Speaking to the Press Association, he said there is now a “wider range” of dangers than there has been before, and despite having the skills to fight terrorism, “we need a bit of luck as well.”
He said rather than sophisticated plots to bomb transport hubs and shopping centers, jihadists already in the UK are being groomed, often online, to carry out ‘lone wolf’ attacks using knives, machetes, and vehicles.
“What we see now is not more people being killed in the country – we’ve been both lucky and skillful in that regard over the last 10 years.

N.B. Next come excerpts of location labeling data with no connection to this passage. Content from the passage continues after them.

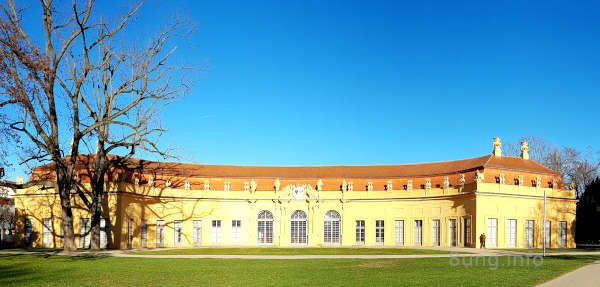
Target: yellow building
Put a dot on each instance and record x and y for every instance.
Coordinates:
(157, 204)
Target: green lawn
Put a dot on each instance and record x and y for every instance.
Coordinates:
(551, 250)
(291, 251)
(34, 270)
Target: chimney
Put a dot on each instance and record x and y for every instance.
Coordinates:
(524, 150)
(497, 151)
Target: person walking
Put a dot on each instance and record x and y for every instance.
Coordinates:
(483, 240)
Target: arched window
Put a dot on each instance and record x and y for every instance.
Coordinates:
(265, 227)
(298, 227)
(331, 228)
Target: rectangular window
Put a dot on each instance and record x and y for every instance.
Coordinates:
(399, 232)
(197, 236)
(452, 232)
(435, 232)
(130, 233)
(418, 232)
(492, 236)
(379, 231)
(236, 226)
(511, 233)
(562, 234)
(144, 234)
(529, 229)
(160, 233)
(547, 232)
(28, 232)
(47, 233)
(467, 231)
(84, 233)
(216, 232)
(360, 232)
(178, 233)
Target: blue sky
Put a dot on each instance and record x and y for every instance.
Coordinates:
(390, 82)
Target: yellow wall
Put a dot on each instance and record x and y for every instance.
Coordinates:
(476, 201)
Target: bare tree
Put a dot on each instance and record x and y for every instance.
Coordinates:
(42, 86)
(128, 90)
(577, 168)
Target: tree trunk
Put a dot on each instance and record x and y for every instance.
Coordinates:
(97, 192)
(96, 210)
(64, 192)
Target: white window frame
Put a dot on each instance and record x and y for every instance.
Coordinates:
(562, 234)
(216, 232)
(197, 232)
(177, 233)
(360, 232)
(47, 233)
(511, 233)
(332, 222)
(160, 233)
(264, 228)
(399, 232)
(452, 232)
(492, 229)
(548, 233)
(144, 234)
(29, 231)
(436, 232)
(379, 232)
(529, 233)
(84, 232)
(236, 231)
(299, 228)
(418, 232)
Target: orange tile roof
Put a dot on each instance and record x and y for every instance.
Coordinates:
(341, 171)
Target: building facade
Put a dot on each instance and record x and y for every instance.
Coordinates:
(446, 204)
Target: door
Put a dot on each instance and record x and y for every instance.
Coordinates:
(466, 232)
(399, 232)
(160, 233)
(492, 236)
(84, 233)
(418, 232)
(529, 227)
(511, 233)
(453, 232)
(435, 232)
(104, 232)
(547, 232)
(28, 232)
(562, 234)
(178, 233)
(47, 233)
(197, 236)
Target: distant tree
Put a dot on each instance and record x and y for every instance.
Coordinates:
(131, 86)
(588, 214)
(577, 168)
(43, 86)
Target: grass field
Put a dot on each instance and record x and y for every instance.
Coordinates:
(552, 250)
(31, 270)
(291, 251)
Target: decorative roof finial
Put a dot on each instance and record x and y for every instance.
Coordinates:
(497, 151)
(524, 150)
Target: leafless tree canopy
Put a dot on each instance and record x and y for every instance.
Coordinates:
(578, 168)
(80, 81)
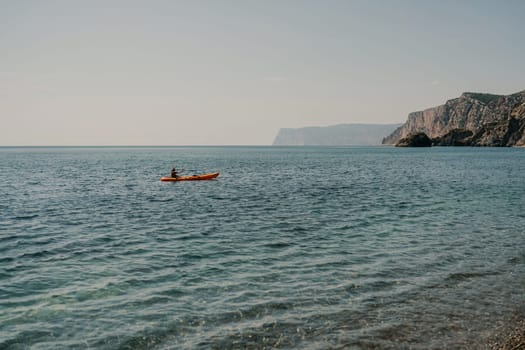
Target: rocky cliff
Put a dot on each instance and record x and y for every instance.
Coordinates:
(482, 119)
(335, 135)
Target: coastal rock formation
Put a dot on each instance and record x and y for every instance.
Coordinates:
(456, 137)
(419, 139)
(494, 120)
(335, 135)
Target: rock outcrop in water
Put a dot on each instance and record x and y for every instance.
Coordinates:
(492, 120)
(335, 135)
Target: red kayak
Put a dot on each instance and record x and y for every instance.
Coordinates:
(190, 177)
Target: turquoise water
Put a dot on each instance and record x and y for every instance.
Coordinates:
(310, 248)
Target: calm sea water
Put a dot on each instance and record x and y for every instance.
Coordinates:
(310, 248)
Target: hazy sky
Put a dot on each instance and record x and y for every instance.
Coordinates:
(234, 72)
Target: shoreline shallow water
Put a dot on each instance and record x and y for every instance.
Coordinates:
(312, 248)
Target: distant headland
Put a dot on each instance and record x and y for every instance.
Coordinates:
(473, 119)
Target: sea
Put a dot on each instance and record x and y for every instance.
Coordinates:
(289, 248)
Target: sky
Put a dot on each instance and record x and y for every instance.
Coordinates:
(225, 72)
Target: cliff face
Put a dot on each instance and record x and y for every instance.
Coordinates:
(494, 120)
(336, 135)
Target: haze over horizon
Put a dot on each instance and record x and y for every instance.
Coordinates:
(235, 72)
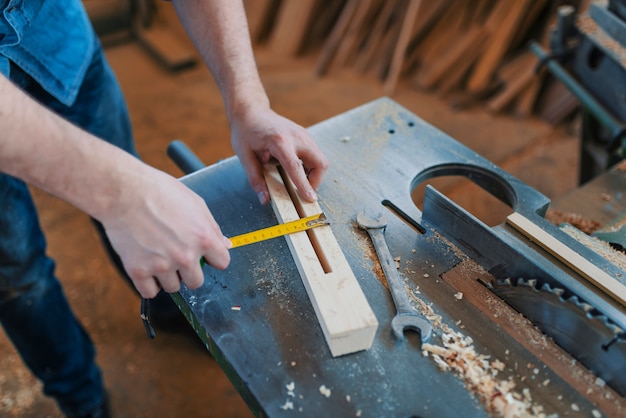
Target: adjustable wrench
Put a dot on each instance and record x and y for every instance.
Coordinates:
(406, 316)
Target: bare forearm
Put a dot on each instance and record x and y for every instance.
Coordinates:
(56, 156)
(219, 31)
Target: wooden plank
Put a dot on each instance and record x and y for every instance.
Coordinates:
(531, 338)
(568, 256)
(348, 322)
(291, 26)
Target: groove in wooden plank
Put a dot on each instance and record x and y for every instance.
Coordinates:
(568, 256)
(347, 321)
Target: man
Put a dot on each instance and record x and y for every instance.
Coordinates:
(53, 71)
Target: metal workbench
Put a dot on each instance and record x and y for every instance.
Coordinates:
(258, 321)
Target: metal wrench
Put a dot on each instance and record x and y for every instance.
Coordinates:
(406, 316)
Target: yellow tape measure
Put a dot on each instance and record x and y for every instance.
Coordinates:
(276, 231)
(279, 230)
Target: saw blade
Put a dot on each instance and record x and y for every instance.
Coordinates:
(577, 327)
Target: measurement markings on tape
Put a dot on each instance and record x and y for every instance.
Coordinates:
(275, 231)
(279, 230)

“We are seeing far more experienced terrorist fighters from this country in Syria than we ever saw in Afghanistan or east Africa or other theatres of war.
“And we are seeing a realization on the part of the terrorists that they don’t need sophisticated explosives plots to take great numbers of lives.
“People using automatic weapons, heavy goods vehicles, even knives, machetes and securing all the publicity they could possibly want from deploying relatively simple weapons such as that.”
About 850 Britons are thought to have gone to fight in Syria with jihadist groups, including Islamic State (IS, formerly ISIS/ISIL). More than 100 have been killed, but around half returned home after experiencing battle.
Anderson, who is to leave his role next month, said: “We’ve seen a lot of people return from Syria. About a quarter of them have been prosecuted, and only a few have engaged in terrorist activity of any kind in this country, as far as we know.
“But we have to remember the people who have returned already were not necessarily the most committed fighters and that hundreds of Britons remain in that theatre.
“When IS is defeated and loses its territory, as I’m sure at some stage will happen, they will be looking for somewhere else to go, whether that’s back to their home countries or somewhere else in the world.”
Anderson said it was down to luck and the skill of the intelligence services and counter-terrorism police that there had not been another atrocity.
He defended the government’s controversial Investigatory Powers Act, also known as the ‘snooper’s charter,’ which allows intelligence services to obtain and retain billions of pieces of personal data, phone calls, emails, text messages, and internet searches.
Only one person has been murdered in a jihadist terrorist attack in Britain since 2005. Off-duty soldier Lee Rigby was killed by two cleaver-wielding fanatics in Woolwich, south-east London four years ago.